Column by tzo.
Exclusive to STR
Quoth Nietzche with regard to the State, “Yes, a hellish artifice has been created here, a death-horse jingling with the trappings of divine honors!”
The State is perhaps better understood in this industrial and technical era as a death-machine. The true ugliness within the guts of this meat grinder is hidden behind a well-crafted propagandafaçade of wisdom, benevolence and justice—those timeless trappings of divine honors.

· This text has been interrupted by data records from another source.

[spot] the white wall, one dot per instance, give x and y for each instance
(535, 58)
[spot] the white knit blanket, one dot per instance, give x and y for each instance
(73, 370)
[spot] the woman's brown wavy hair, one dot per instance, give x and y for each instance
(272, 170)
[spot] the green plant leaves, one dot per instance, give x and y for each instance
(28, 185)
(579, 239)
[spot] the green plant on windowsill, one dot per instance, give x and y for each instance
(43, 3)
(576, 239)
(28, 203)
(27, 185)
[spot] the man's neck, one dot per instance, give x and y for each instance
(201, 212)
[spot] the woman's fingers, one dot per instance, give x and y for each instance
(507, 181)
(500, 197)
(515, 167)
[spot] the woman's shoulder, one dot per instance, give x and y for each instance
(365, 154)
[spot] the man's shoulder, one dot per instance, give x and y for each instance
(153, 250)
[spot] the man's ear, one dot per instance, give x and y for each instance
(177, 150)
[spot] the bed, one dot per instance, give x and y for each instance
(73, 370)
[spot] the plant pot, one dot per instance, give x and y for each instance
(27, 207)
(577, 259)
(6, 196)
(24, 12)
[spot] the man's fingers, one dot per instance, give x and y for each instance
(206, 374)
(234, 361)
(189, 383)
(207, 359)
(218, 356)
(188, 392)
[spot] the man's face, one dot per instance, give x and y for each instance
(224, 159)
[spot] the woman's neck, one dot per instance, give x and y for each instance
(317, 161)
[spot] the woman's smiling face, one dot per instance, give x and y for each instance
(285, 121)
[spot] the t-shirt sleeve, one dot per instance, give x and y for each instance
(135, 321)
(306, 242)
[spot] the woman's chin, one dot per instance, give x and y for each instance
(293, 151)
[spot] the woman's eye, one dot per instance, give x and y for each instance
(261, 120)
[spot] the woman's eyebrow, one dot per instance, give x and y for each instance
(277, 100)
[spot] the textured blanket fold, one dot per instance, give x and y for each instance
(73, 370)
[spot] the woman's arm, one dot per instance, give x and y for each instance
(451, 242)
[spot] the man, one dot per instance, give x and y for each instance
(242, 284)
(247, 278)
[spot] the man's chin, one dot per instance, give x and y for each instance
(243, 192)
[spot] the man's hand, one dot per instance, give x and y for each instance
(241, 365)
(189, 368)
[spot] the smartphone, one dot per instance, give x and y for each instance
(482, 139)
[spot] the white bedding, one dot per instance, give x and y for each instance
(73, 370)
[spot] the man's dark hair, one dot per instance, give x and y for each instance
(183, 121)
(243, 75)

I contend that most everyone is quite aware, at some level of consciousness, of this unsavory truth, and yet most everyone supports the existence of this hellish artifice. Shall we conclude, therefore, that most everyone is evil? That a hellish institution is required to forcibly restrain the evil impulses of an evil population in order to build a just society?
I say no. The odds are very good that you, dear reader, are a good person because most people are. People came together first, cooperating to build society though voluntary association, and later the government parasite attached itself to suck nourishment from this collection of good people and the fruits of their labor.
At first, this was done by brute force, and the brutes weren’t thought of as government as much as conquerors. But the thugs eventually figured out a beautiful system for mollifying the conquered: They would get them to agree that being subject to a coercive organization was voluntary and not only in their best interests, but virtuous and vital.
Yes, we’ll each have an order of the hellish artifice, please. For here, thanks.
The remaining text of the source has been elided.